I have a response variable that is bimodal (basically, 2 normal distributions that are sticked together) and want to model it using a linear mixed effect model.
Here is a quick example (in R):
library(mixtools)
n1 =500
n2 =500
x = rnorm(n1,mean = 10)
y = rnorm(n2,mean = 15)
hist(c(x,y),breaks =25)
plot(density(c(x,y)))
I can run an Expectation-Maximization algorithm for gaussian mixture to get the two distributions (this is a very simple example so the 2 distributions cluster very well)

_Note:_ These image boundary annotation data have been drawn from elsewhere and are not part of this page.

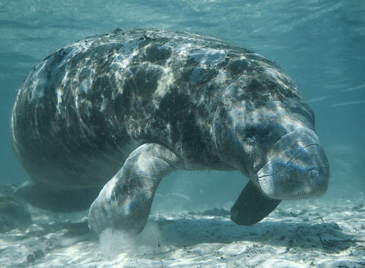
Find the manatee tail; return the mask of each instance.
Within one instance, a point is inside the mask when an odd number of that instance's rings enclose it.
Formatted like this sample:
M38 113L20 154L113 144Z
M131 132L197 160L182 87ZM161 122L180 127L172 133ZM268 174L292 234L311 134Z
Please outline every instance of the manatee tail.
M68 212L88 208L100 190L96 188L54 190L51 187L28 181L17 188L14 193L39 208Z
M251 225L268 215L281 201L263 195L250 181L231 209L231 219L239 225Z

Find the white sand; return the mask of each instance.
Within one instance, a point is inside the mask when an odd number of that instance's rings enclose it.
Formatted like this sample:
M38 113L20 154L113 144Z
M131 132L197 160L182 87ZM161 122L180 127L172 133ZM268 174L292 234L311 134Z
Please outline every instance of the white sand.
M34 224L0 235L3 267L360 267L365 266L365 200L283 201L261 222L187 211L153 214L132 238L98 238L87 212L32 208ZM322 242L321 241L322 239ZM44 256L43 256L44 254Z

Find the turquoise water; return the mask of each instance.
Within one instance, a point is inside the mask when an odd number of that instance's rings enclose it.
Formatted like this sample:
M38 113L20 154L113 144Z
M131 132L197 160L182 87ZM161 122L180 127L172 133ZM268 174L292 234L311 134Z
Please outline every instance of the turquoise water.
M0 1L0 184L28 179L13 152L10 121L16 90L32 68L88 36L154 27L217 37L274 61L315 113L332 174L326 197L365 194L365 2L131 2ZM166 208L166 197L172 209L220 206L234 202L246 182L236 172L178 172L164 180L154 208Z

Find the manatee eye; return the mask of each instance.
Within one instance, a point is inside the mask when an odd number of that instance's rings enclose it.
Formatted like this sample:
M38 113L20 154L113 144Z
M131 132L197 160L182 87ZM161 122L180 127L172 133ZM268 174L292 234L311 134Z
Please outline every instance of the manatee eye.
M318 171L315 169L311 169L309 170L309 175L311 177L317 177L318 176Z
M245 143L253 144L262 139L263 132L260 128L251 128L245 129L241 136Z

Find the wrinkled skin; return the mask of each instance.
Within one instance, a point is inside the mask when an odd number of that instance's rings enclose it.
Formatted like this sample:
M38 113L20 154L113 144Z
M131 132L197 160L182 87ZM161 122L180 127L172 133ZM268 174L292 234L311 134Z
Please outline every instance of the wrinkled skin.
M249 177L231 210L241 225L328 184L314 115L293 81L261 55L197 34L117 30L63 48L28 75L12 127L32 180L16 193L59 211L96 198L98 233L141 232L160 181L178 169Z

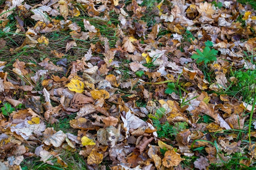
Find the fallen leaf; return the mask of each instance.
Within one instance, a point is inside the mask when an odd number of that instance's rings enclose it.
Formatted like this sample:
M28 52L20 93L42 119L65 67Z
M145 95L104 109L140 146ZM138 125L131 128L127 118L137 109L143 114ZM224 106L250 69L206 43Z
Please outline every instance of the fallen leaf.
M83 86L83 82L79 79L71 79L70 82L66 85L66 86L70 91L81 93L84 91Z
M93 140L85 136L83 136L81 138L81 142L83 146L85 146L85 145L95 145L96 144Z
M123 42L122 48L126 51L129 53L133 53L135 49L135 46L132 44L132 41L133 39L126 36L123 38Z
M98 165L101 163L103 159L103 155L97 152L93 149L87 158L87 163L89 165L95 164Z
M13 64L12 66L18 69L22 73L22 75L25 75L29 73L28 71L25 69L26 68L25 65L25 62L20 62L19 59L16 59L16 62Z
M76 46L76 43L74 41L72 41L67 43L67 45L66 45L66 50L65 52L67 52L72 48L73 46Z
M88 30L90 32L92 33L97 33L98 32L98 31L95 29L95 27L91 25L90 22L85 19L83 19L83 26L84 26L85 31Z
M58 147L61 146L63 142L65 141L66 137L67 135L62 130L59 130L45 139L43 142L47 145L52 144L55 147Z
M164 157L162 160L163 165L167 168L177 166L184 160L185 159L181 158L180 155L174 150L168 150L164 154Z
M207 168L210 165L208 161L208 159L201 156L200 158L197 159L196 161L194 162L195 168L200 170L206 170Z
M27 121L20 123L15 126L11 126L10 128L11 131L15 132L25 140L27 140L32 136L32 133L39 136L43 135L41 132L44 131L46 128L43 123L29 124Z
M103 89L99 90L94 90L91 91L91 94L92 95L92 97L94 100L101 98L106 99L108 99L110 96L108 92Z

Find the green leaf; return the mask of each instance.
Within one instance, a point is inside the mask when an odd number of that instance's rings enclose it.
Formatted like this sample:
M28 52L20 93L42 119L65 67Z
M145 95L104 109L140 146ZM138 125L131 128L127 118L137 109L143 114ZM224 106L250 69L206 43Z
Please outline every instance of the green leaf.
M211 62L217 60L216 55L218 51L214 49L211 50L210 47L208 46L204 49L202 53L199 49L196 49L196 52L198 54L194 54L191 56L191 58L197 60L197 63L200 63L203 62L204 64L206 65Z
M139 77L140 77L142 75L144 75L144 71L141 70L140 71L136 71L135 72L135 75Z
M205 46L213 46L213 43L209 40L207 40L206 42L204 42L204 44L205 44Z
M6 103L4 104L4 106L5 108L5 110L8 113L11 113L13 111L15 110L15 109L11 107L11 105L9 103Z
M157 110L155 113L155 116L158 118L161 119L165 113L166 110L164 108L161 107Z

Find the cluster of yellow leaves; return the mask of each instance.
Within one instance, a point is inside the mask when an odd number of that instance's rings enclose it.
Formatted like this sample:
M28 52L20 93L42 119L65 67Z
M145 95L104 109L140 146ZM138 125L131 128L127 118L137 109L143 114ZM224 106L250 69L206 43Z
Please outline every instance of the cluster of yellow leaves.
M249 38L256 30L252 9L227 1L219 9L202 0L195 3L173 0L171 5L162 0L155 4L152 13L157 22L151 24L143 20L148 11L141 1L54 1L44 0L31 7L23 0L7 0L0 10L0 28L7 33L11 31L7 17L19 11L15 36L24 32L24 38L19 46L9 49L11 54L29 48L45 50L52 44L47 38L52 32L67 31L71 37L63 40L65 44L61 48L51 49L51 55L60 59L56 64L51 61L52 56L36 64L17 58L10 70L16 77L11 74L10 78L8 71L2 71L7 62L0 61L2 108L7 110L2 102L13 107L25 106L8 113L8 117L2 110L0 167L20 169L24 157L31 156L50 165L54 164L51 159L56 157L66 167L59 151L76 152L76 148L88 169L97 167L104 158L111 161L113 170L179 169L183 158L197 156L190 166L208 169L210 163L223 166L223 161L228 162L233 154L242 153L245 148L249 150L247 157L256 159L255 145L243 145L239 139L247 140L247 134L223 133L244 129L247 113L254 113L256 108L227 94L217 94L236 84L235 77L229 77L233 68L256 69L253 61L245 61L242 53L255 52L255 38ZM117 25L108 22L112 17L110 11L119 15ZM82 12L91 18L81 20L78 17ZM234 22L239 15L246 28ZM54 19L56 16L64 20ZM27 18L36 22L25 28L22 21ZM115 48L110 47L110 38L102 35L92 22L96 18L100 19L97 24L115 29L118 39ZM78 24L79 20L83 24ZM193 33L193 38L184 42L187 30ZM168 33L159 36L159 33ZM207 66L212 73L212 82L205 71L199 68L202 63L197 65L189 57L196 49L203 51L207 40L219 51L216 60ZM77 60L67 63L67 54L79 53L76 49L85 41L91 43L84 55L78 54ZM6 39L0 39L0 49L6 44ZM128 64L119 62L123 59ZM40 66L43 68L38 69ZM128 69L132 78L122 79L120 68ZM139 76L138 72L143 73ZM43 88L37 91L42 79ZM175 88L178 86L178 93L165 93L171 82L175 83ZM138 106L140 102L144 104ZM157 113L160 108L165 110L161 117ZM77 135L46 128L47 124L58 124L71 114L76 116L69 124L77 130ZM156 118L158 124L154 121ZM164 129L159 128L165 122L173 132L159 137ZM180 124L188 127L181 128ZM255 137L256 133L252 132L251 135ZM28 144L36 145L35 150L25 146ZM204 148L207 156L194 152L199 147ZM247 166L251 163L243 160L240 163Z

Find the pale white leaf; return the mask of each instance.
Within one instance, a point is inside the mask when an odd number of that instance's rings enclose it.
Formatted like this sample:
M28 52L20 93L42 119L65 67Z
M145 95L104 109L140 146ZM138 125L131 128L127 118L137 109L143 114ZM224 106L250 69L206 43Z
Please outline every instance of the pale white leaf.
M15 126L11 126L10 128L11 132L15 132L24 139L27 140L32 136L32 133L39 136L42 135L43 134L41 132L45 130L46 127L43 123L31 125L27 123L27 120Z
M92 49L90 48L87 53L84 55L84 57L85 58L85 61L89 61L91 60L91 58L92 57Z
M42 9L38 8L31 10L34 15L31 16L31 18L34 19L36 21L43 21L45 22L49 22L48 18L48 16Z

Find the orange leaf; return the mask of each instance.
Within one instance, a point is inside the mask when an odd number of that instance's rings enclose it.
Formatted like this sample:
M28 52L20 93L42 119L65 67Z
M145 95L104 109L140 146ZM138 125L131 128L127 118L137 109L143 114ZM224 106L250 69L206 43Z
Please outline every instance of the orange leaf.
M177 166L182 161L185 159L181 158L180 155L174 150L168 150L164 154L164 157L162 160L163 165L167 168Z
M93 149L87 158L87 163L89 165L93 164L98 165L101 163L103 159L103 155L97 153L94 149Z
M103 98L104 99L107 99L110 97L109 93L105 90L94 90L91 91L92 97L94 100Z

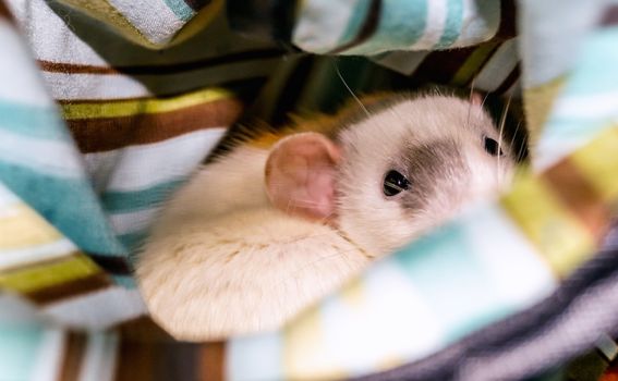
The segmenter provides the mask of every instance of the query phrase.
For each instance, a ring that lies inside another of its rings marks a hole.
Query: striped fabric
[[[559,291],[591,260],[618,198],[618,32],[615,8],[548,3],[560,12],[522,1],[514,37],[513,4],[497,0],[229,0],[227,13],[221,1],[11,0],[14,21],[0,2],[10,58],[0,61],[0,304],[10,299],[0,376],[361,377],[436,354]],[[235,35],[226,16],[276,42]],[[580,53],[566,60],[571,44]],[[280,331],[210,344],[173,343],[144,322],[98,331],[145,314],[131,255],[243,113],[277,125],[291,110],[332,110],[348,87],[428,82],[523,89],[534,170],[510,193],[375,263]]]
[[[512,33],[506,0],[228,1],[232,25],[314,53],[468,47]]]
[[[137,44],[157,48],[191,37],[198,29],[195,24],[207,24],[220,11],[222,1],[62,0],[61,3],[112,25]],[[184,27],[194,17],[193,27]]]

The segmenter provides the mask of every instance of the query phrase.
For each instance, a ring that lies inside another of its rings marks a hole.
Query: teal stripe
[[[618,27],[596,30],[584,44],[565,95],[618,91]]]
[[[451,223],[393,257],[449,342],[512,310],[493,291],[492,279],[473,250],[463,226]]]
[[[130,253],[135,253],[140,249],[147,236],[147,231],[138,231],[119,235],[118,241],[120,241]],[[135,258],[130,256],[130,259],[133,261]]]
[[[101,197],[101,201],[105,210],[111,213],[149,209],[165,201],[182,183],[182,180],[177,180],[142,190],[106,192]]]
[[[348,25],[346,26],[346,30],[339,41],[337,41],[337,46],[343,46],[351,40],[353,40],[359,32],[361,32],[361,27],[365,23],[365,19],[367,17],[369,11],[371,0],[360,0],[352,17],[348,21]]]
[[[58,110],[51,107],[0,100],[0,128],[41,139],[70,139]]]
[[[102,255],[125,253],[86,180],[56,177],[0,161],[0,181],[80,248]]]
[[[0,379],[32,380],[43,333],[40,325],[0,324]]]
[[[137,284],[135,283],[135,280],[133,279],[133,276],[130,275],[111,275],[111,278],[113,279],[113,282],[118,285],[123,286],[124,288],[136,288]]]
[[[447,12],[445,30],[434,49],[445,49],[450,47],[461,33],[461,24],[463,22],[463,1],[449,0]]]
[[[383,0],[374,35],[344,54],[374,54],[408,48],[423,36],[426,23],[426,0]]]
[[[178,19],[187,22],[195,15],[195,11],[191,9],[183,0],[163,0],[168,8],[177,15]]]

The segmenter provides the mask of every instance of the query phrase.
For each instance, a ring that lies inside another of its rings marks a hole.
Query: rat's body
[[[274,329],[508,183],[510,147],[477,101],[367,102],[258,134],[173,196],[137,263],[159,324],[184,340]]]

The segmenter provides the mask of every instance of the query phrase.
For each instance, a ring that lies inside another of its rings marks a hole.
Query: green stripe
[[[463,22],[463,1],[449,0],[443,36],[434,49],[445,49],[450,47],[461,33],[461,23]]]
[[[170,181],[135,192],[106,192],[101,197],[104,209],[110,213],[124,213],[153,208],[161,204],[181,184]]]
[[[168,8],[177,15],[178,19],[187,22],[195,15],[195,11],[191,9],[182,0],[163,0]]]
[[[51,107],[0,100],[0,128],[40,139],[70,139],[58,110]]]

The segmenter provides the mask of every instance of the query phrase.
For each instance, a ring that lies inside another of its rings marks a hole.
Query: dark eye
[[[490,137],[485,136],[483,138],[485,142],[485,150],[487,151],[487,153],[492,155],[492,156],[502,156],[505,155],[502,152],[502,150],[500,149],[500,146],[498,145],[498,142],[494,140]]]
[[[390,170],[384,177],[383,192],[386,196],[395,196],[410,188],[410,181],[401,173]]]

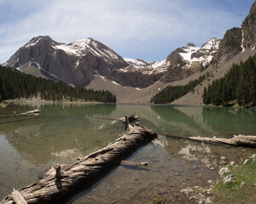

ores = mixtools::normalmixEM(c(x,y),
sigma = NULL,
mean.constr = NULL,
sd.constr = NULL,
epsilon = 1e-15,
maxit = 1000,
maxrestarts=50,
# verb = TRUE,
fast=FALSE,
ECM = FALSE,
arbmean = TRUE,
arbvar = TRUE)
ores
plot(ores,whichplots = 2)
My question is:
- Is it possible to model this bimodal variable as a response variable in a linear mixed effect model (or a GLMM if there exists a link function for that)?
- Should I need to separate the bimodal distribution in 2 distinct unimodal Gaussian distributions and construct 2 identical models but using each distribution in the separate models?
- What would be the effect of modelling a bimodal distribution with a linear mixed effect model (with a unimodal residual error)?
Finally, I heard that quantile normalization would be a way to compare the 2 distributions. How can quantile normalization be used to compare the 2 distributions in a linear mixed effect model?